Two centuries later, supreme courts in Tallahassee and Washington were about to decree whether chads had been dimpled, pregnant, or hung. The lead in New Mexico already had changed hands three times, with one recount putting George W. Bush ahead of Al Gore by four votes. This photon-thin margin was made all the more interesting by a statute decreeing that should the final tally end in a tie, all five of the state's electoral votes would go to the winner of – not a duel, but of a mutually agreed-upon game of chance. No-limit Texas hold'em, anyone?
The organizers of the Mi££ion had crossbred the WSOP format with Orenstein's cameras, which had proved to be so successful on Britain's Late Night Poker broadcasts.

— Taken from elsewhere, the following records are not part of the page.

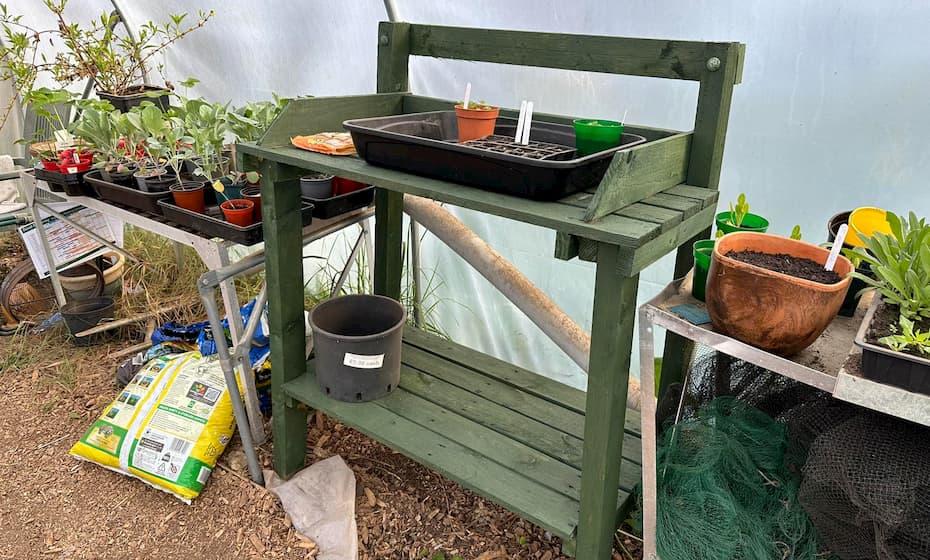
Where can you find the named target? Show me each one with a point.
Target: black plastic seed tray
(127, 196)
(72, 184)
(325, 208)
(212, 223)
(427, 144)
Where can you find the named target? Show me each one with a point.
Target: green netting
(726, 492)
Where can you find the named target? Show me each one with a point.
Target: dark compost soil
(787, 264)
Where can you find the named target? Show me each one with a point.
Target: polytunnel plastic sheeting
(832, 112)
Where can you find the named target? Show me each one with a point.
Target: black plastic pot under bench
(884, 365)
(357, 343)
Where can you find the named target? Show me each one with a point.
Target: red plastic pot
(238, 211)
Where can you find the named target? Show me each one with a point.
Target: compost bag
(167, 427)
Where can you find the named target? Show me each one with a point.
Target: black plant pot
(125, 102)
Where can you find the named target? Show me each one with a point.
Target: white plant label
(363, 362)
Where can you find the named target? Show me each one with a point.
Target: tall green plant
(901, 265)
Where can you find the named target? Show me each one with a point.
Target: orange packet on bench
(332, 143)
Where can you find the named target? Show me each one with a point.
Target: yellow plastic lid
(868, 221)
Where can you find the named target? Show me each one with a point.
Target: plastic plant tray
(426, 144)
(212, 223)
(127, 196)
(72, 184)
(325, 208)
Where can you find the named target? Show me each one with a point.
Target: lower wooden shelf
(506, 433)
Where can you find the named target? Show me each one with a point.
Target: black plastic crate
(72, 184)
(127, 196)
(325, 208)
(212, 223)
(884, 365)
(426, 144)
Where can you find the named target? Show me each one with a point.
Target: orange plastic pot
(189, 195)
(474, 123)
(238, 211)
(770, 310)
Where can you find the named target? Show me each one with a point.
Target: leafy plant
(901, 265)
(908, 338)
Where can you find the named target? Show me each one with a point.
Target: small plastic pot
(703, 250)
(189, 195)
(751, 222)
(239, 212)
(596, 135)
(254, 194)
(316, 186)
(474, 124)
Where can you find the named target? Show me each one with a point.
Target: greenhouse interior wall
(832, 113)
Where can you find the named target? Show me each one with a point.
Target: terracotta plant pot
(189, 195)
(773, 311)
(254, 194)
(238, 211)
(474, 123)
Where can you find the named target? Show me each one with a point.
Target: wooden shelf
(506, 433)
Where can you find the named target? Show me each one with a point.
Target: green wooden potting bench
(510, 435)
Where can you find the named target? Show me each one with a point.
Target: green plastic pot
(751, 222)
(702, 254)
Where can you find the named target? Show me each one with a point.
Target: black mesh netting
(760, 466)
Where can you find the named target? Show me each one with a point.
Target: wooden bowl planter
(776, 312)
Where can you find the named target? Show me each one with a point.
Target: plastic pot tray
(884, 365)
(212, 223)
(325, 208)
(127, 196)
(72, 184)
(426, 144)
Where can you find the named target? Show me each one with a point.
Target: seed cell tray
(212, 223)
(72, 184)
(426, 144)
(127, 196)
(325, 208)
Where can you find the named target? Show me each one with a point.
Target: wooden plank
(423, 104)
(284, 248)
(507, 373)
(683, 60)
(655, 249)
(389, 237)
(611, 343)
(485, 388)
(518, 493)
(309, 115)
(619, 230)
(641, 171)
(393, 57)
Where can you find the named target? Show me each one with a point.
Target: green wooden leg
(605, 408)
(389, 237)
(284, 277)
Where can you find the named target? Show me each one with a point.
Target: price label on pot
(363, 362)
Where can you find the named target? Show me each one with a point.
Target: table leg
(284, 277)
(605, 408)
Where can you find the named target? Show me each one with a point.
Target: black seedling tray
(325, 208)
(72, 184)
(426, 144)
(212, 223)
(128, 196)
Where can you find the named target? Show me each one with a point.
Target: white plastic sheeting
(832, 113)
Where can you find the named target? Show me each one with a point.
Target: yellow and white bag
(167, 427)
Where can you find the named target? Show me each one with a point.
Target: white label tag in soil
(363, 362)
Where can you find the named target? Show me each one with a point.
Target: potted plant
(738, 218)
(476, 121)
(115, 61)
(895, 334)
(773, 292)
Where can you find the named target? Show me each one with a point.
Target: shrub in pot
(895, 335)
(771, 309)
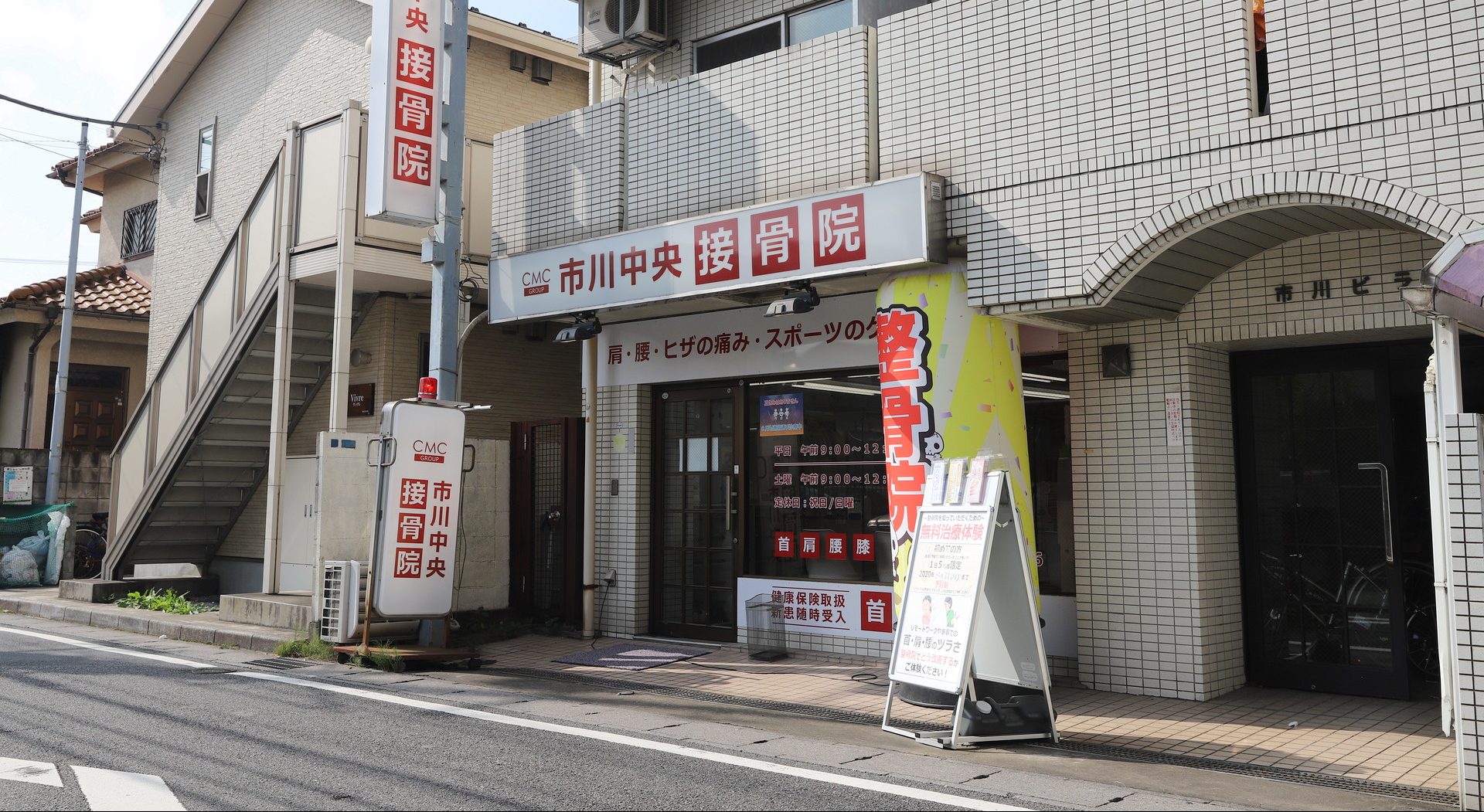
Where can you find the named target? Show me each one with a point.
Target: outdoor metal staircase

Determined to call their event the Poker Mi££ion, Ladbrokes Casino and Sky Sports guaranteed the winner £1 million. The pound was then worth about $1.50, and they wanted to keep pace with the record $1.5 million prize Ferguson had won back in May. The problem was that even after the sponsors added £250,000 to the purse, everyone but the winner would be competing for the relatively paltry amounts left over for places two through nine. The world watched London television director John Duthie put on a spectacular display of bluffing to win the event going away.
Unfairly top-heavy as the payout structure was for the 156 players putting up $10,000 apiece, the promoters' magic round number had been accomplished. Final-table action was broadcast live to 300 million households in 140 countries, they said, then rebroadcast in the U.S. in prime time on Thanksgiving evening. The upshot was that by 2002, the World Poker Tour, a rival series of tournaments using the WSOP format, was deploying holecard cameras for its highly rated shows on the Travel Channel, and ESPN followed suit in '03 for its popular coverage of World Series events. The age of new poker millionaires being minted at monthly or even weekly tournaments was now under way.